BROWN: Did this realization that you, as the author, are the cause of your characters’ woes change the way you approach writing? Is it harder to be cruel to your characters?

DONAGHUE: No, I’m afraid I still have a real relish for making them suffer. [laughs] That’s how narrative is produced. I’ve been in a long and happy relationship for 22 years and it’s never inspired me to write anything. It’s too good—nothing to say. Problems, conflict, that’s what makes for good stories. And besides, by the end, Ma and Jack are such survivors, I see a very happy future for them. I would feel bad leaving my characters to suffer forever; I usually lead them through the dark and into the light.

BROWN: With Room and a few of your other novels that are inspired by news stories, are those stories something that you seek out?

DONAGHUE: It seems to just happen to me. Room is very fictional, so I didn’t feel that the facts held me back at all, because I was only taking that one line, but my very fact-based novels, it’s double the work. There’s usually some moment when I’m struggling with the fact that there is no train from Paddington to Bristol just when I need there to be. Sometimes I’m like, “My life would be so much easier if I could just make this stuff up.” But I somehow get hooked by these real cases. I don’t know why; the little element of the real gives an extra almost forensic excitement to the process, because I feel like I’m trying to dig up the truth as well as using fiction to fill in those gaps.
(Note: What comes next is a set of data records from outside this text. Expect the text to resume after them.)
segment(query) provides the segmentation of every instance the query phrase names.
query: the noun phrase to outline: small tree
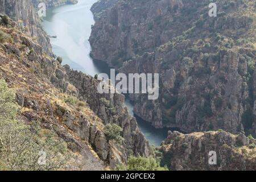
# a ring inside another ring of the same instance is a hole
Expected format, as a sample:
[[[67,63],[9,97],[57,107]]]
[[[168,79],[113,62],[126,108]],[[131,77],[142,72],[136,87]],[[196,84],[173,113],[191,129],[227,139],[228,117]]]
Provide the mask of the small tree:
[[[3,23],[6,26],[7,26],[9,24],[9,17],[8,17],[7,15],[3,15],[2,17],[2,21]]]
[[[69,158],[66,143],[38,122],[30,126],[18,120],[15,98],[14,92],[0,80],[0,171],[63,167]]]
[[[104,127],[104,133],[108,140],[113,140],[121,143],[123,138],[121,136],[123,129],[117,124],[108,124]]]
[[[0,43],[4,43],[10,39],[10,36],[0,30]]]
[[[58,57],[57,57],[57,61],[58,61],[59,63],[60,63],[60,64],[61,64],[61,63],[62,63],[62,60],[63,60],[63,59],[62,59],[62,57],[61,57],[58,56]]]
[[[117,166],[117,171],[168,171],[167,166],[161,167],[160,163],[152,158],[130,156],[127,166]]]

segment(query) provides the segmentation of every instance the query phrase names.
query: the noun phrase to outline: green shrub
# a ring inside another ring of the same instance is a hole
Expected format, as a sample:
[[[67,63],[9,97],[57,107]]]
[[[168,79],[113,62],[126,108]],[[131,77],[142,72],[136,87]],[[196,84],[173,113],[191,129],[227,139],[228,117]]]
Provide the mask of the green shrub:
[[[73,106],[76,105],[78,102],[78,99],[73,96],[68,96],[64,100],[65,103],[70,104]]]
[[[254,143],[251,143],[249,146],[250,149],[254,149],[256,147],[256,146]]]
[[[248,138],[249,138],[249,139],[250,139],[250,140],[254,140],[254,138],[253,136],[253,135],[252,135],[251,134],[250,134],[250,135],[248,136]]]
[[[69,160],[66,143],[38,122],[30,126],[17,119],[15,98],[15,93],[0,80],[0,169],[56,170],[64,167]],[[46,156],[41,159],[43,154]],[[43,165],[40,163],[44,161]]]
[[[246,131],[251,129],[254,118],[255,115],[251,109],[246,110],[242,115],[242,123]]]
[[[5,33],[2,31],[0,30],[0,43],[3,43],[8,40],[10,38],[9,35]]]
[[[62,63],[62,61],[63,61],[63,59],[60,56],[58,56],[56,59],[56,60],[58,61],[59,63],[60,63],[60,64]]]
[[[121,136],[123,129],[117,124],[108,124],[104,127],[104,133],[108,140],[114,140],[121,143],[123,138]]]
[[[221,98],[218,98],[214,100],[214,105],[216,109],[220,109],[222,106],[222,100]]]
[[[10,22],[9,17],[7,15],[4,15],[2,17],[2,22],[3,23],[7,26]]]
[[[82,101],[79,101],[77,103],[77,106],[79,107],[85,107],[86,104],[85,102],[82,102]]]
[[[152,158],[130,156],[127,166],[117,166],[117,171],[168,171],[166,166],[162,167],[160,163]]]

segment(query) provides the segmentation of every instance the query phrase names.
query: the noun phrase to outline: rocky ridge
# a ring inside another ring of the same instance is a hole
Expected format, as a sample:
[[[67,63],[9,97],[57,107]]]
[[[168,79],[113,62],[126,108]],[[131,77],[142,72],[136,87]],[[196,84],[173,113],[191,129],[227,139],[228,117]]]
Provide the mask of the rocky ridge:
[[[159,150],[162,162],[177,171],[241,171],[256,169],[255,140],[244,134],[225,131],[194,133],[184,135],[169,132]],[[217,164],[210,165],[209,154],[215,151]]]

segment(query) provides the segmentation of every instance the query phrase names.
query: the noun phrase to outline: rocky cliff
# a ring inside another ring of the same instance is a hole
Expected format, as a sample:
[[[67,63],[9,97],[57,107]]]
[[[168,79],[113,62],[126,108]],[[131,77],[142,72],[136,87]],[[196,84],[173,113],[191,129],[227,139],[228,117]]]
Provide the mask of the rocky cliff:
[[[254,171],[255,142],[243,133],[209,131],[184,135],[175,131],[169,132],[159,150],[163,152],[162,162],[172,170]],[[209,163],[210,151],[216,153],[216,164]]]
[[[44,51],[52,55],[49,39],[43,30],[37,10],[31,0],[1,0],[0,13],[14,19],[23,33],[37,39]]]
[[[63,5],[76,4],[78,2],[77,0],[31,0],[32,3],[37,7],[41,3],[45,3],[47,7],[52,8]]]
[[[160,74],[158,100],[130,96],[135,114],[155,127],[256,133],[255,2],[216,3],[210,17],[208,1],[120,1],[96,19],[95,59]]]
[[[65,169],[113,169],[117,164],[125,164],[129,155],[151,155],[135,119],[123,106],[123,96],[97,93],[98,80],[62,66],[46,53],[47,39],[42,43],[31,38],[32,32],[20,29],[19,22],[26,18],[31,31],[42,30],[30,1],[20,2],[7,4],[3,1],[0,11],[14,18],[7,26],[0,19],[0,77],[16,91],[20,122],[39,121],[41,127],[53,131],[67,143],[69,152],[76,158]],[[22,11],[24,6],[29,12]],[[123,129],[121,144],[105,136],[104,127],[109,123]]]

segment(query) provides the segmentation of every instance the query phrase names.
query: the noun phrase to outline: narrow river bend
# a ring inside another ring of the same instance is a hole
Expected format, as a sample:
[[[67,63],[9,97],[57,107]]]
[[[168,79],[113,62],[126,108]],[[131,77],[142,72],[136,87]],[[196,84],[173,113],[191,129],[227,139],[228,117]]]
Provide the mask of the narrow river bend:
[[[90,57],[91,47],[88,41],[91,26],[94,20],[90,10],[97,0],[79,0],[75,5],[64,5],[48,10],[43,24],[45,31],[52,38],[53,53],[63,59],[63,64],[68,64],[73,69],[94,76],[100,73],[109,73],[109,68],[104,63],[93,61]],[[134,115],[132,103],[126,100],[126,105]],[[159,146],[167,135],[168,129],[156,129],[137,118],[141,130],[151,144]]]

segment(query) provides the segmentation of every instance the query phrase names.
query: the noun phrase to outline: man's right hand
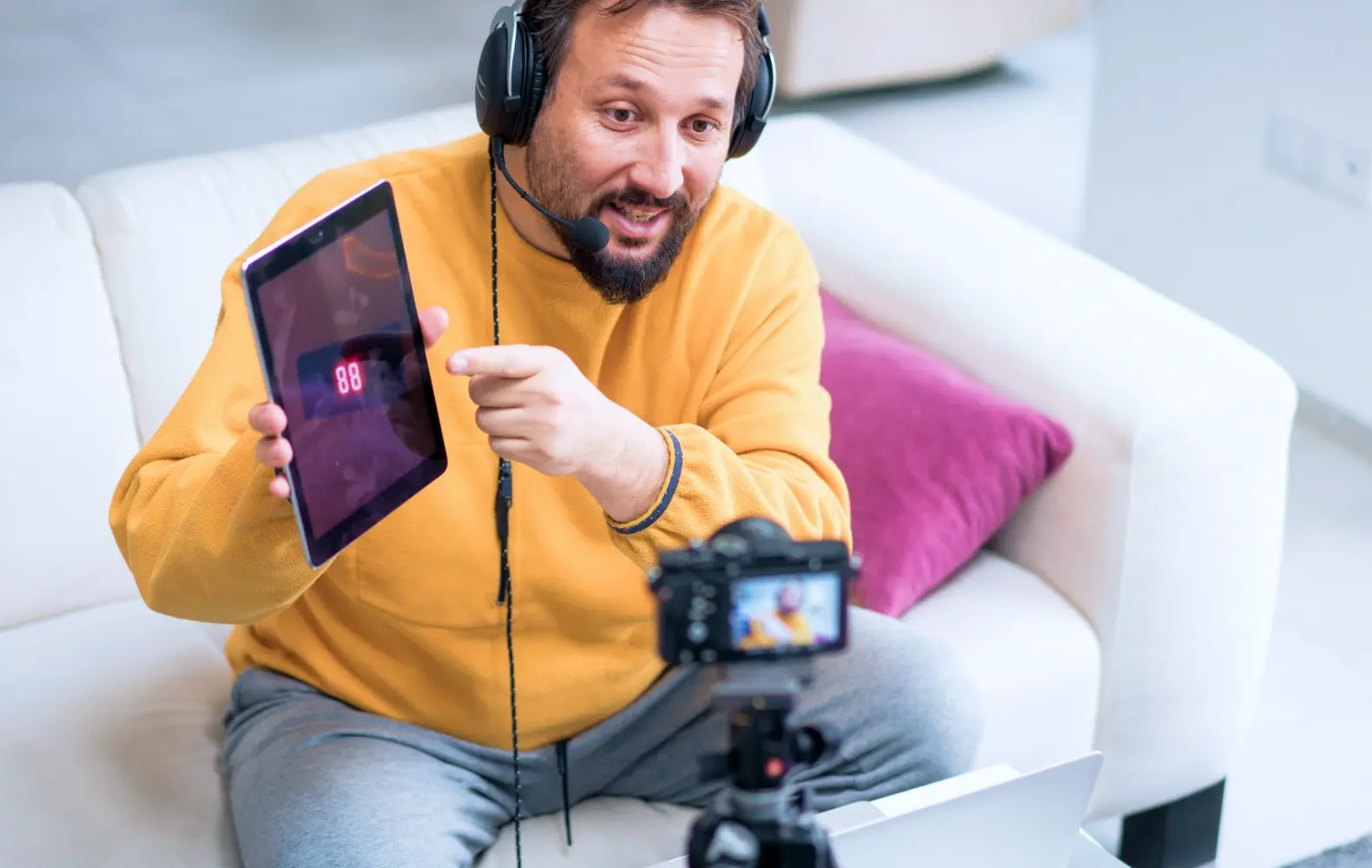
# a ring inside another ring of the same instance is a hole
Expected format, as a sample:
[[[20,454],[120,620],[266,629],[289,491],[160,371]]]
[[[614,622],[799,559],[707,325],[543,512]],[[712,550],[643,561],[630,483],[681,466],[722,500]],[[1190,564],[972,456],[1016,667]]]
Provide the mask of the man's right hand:
[[[420,311],[420,332],[424,333],[424,348],[432,350],[434,344],[443,337],[447,330],[447,311],[442,307],[429,307]],[[248,410],[248,426],[262,435],[257,444],[257,459],[273,470],[280,470],[291,463],[295,453],[291,443],[281,436],[285,431],[285,410],[280,405],[261,403]],[[274,498],[291,496],[291,483],[284,473],[277,473],[268,483],[266,490]]]
[[[280,470],[291,463],[291,443],[281,436],[285,431],[285,410],[279,405],[262,403],[248,410],[248,426],[262,435],[257,444],[257,459],[261,463]],[[266,490],[276,498],[291,496],[291,483],[285,474],[277,473],[268,484]]]

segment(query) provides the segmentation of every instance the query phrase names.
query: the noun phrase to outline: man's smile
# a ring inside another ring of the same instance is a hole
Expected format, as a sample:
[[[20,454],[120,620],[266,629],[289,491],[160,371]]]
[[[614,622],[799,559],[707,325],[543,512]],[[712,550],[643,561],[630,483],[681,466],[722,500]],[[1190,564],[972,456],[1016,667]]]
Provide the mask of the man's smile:
[[[649,240],[665,229],[671,221],[671,208],[612,202],[601,208],[598,217],[615,234]]]

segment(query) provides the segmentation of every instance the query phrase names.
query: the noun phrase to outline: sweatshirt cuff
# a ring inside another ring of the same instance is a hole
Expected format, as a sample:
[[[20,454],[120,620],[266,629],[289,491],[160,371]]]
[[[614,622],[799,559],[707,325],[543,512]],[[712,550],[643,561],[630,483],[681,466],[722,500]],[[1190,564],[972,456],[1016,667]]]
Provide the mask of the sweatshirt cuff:
[[[663,517],[663,513],[667,511],[667,507],[671,506],[672,498],[676,495],[676,485],[682,479],[682,442],[676,439],[674,432],[667,431],[665,428],[659,428],[657,431],[667,442],[667,479],[663,480],[663,488],[657,492],[657,501],[643,516],[639,516],[632,521],[609,522],[609,527],[612,527],[616,533],[628,536],[653,527],[653,524]]]

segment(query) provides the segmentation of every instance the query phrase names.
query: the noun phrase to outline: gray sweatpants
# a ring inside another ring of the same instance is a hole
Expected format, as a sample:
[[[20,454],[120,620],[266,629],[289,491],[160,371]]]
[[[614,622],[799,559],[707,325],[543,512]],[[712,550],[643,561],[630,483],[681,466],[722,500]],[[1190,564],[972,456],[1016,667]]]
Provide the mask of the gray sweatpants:
[[[899,793],[967,771],[980,739],[971,683],[943,646],[852,610],[852,646],[820,657],[797,723],[841,736],[799,772],[812,805]],[[565,743],[520,751],[521,816],[591,795],[705,806],[697,757],[724,750],[711,668],[676,669],[627,709]],[[508,751],[359,712],[265,671],[233,686],[222,771],[244,868],[466,868],[512,820]],[[575,842],[575,828],[573,842]],[[573,843],[575,846],[575,843]]]

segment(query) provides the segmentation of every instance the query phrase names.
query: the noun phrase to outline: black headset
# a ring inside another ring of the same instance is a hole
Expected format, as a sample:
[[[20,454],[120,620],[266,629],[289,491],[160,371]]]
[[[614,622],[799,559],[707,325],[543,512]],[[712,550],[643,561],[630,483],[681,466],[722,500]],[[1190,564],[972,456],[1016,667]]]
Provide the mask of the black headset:
[[[495,12],[476,67],[476,119],[487,136],[499,136],[505,144],[512,145],[528,143],[547,84],[543,55],[534,33],[524,23],[520,12],[523,5],[524,0],[514,0]],[[748,95],[744,118],[730,136],[730,158],[742,156],[753,149],[761,138],[772,100],[777,97],[777,62],[767,43],[771,25],[767,22],[767,11],[760,4],[757,32],[763,38],[757,81]]]

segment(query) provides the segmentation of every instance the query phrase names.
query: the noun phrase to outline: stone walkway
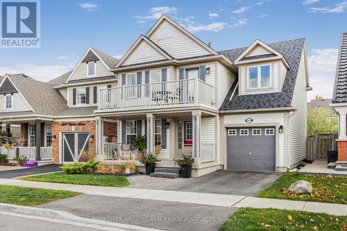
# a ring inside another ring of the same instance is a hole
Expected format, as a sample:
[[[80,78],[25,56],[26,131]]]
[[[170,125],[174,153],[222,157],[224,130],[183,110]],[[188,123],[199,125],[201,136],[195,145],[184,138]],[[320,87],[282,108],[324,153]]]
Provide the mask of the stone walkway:
[[[322,203],[261,198],[235,195],[174,191],[169,190],[117,188],[110,187],[29,182],[15,179],[0,179],[0,185],[70,190],[91,195],[180,202],[214,206],[231,207],[235,208],[248,207],[255,208],[275,208],[280,209],[324,212],[334,215],[347,216],[347,205]]]

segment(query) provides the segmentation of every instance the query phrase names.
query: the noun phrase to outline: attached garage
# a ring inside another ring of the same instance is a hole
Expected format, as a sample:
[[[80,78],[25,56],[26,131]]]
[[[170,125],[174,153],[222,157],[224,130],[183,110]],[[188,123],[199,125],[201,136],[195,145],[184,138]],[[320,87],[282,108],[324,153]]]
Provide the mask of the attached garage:
[[[227,128],[227,169],[276,171],[275,127]]]

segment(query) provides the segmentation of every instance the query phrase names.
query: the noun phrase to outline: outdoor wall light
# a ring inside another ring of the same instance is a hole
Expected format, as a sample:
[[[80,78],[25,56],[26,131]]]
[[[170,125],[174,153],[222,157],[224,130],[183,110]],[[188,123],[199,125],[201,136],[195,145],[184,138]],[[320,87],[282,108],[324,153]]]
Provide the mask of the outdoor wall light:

Writing is nearly always a matter of finding whatever your brain needs to trick it into being creative, and in my case, a tiny little bit of fact just seems to work.

BROWN: How do you find these stories to begin with?

DONAGHUE: I read a lot of social history. If I’m in an art gallery and a picture intrigues me, I immediately write down the title and I google it. I do a lot of googling and looking out for good stories. I can almost smell them sometimes. When people write to me with stories, they are never ones that work for me. There’s something mysterious about which ones catch you. It’s also got to be a story about which something is unknown; it can’t just be, “This happened.” There has to be some big question like, “How on earth would you parent in a locked room?” It’s kind of perverse when you’re researching historical fiction, you try and find the facts—I’ve sometimes spent an entire day in a library trying to find something and I go home going, “Great, I didn’t find it, so I get to make that thing up.” 

ROOM COMES OUT TOMORROW, OCTOBER 16.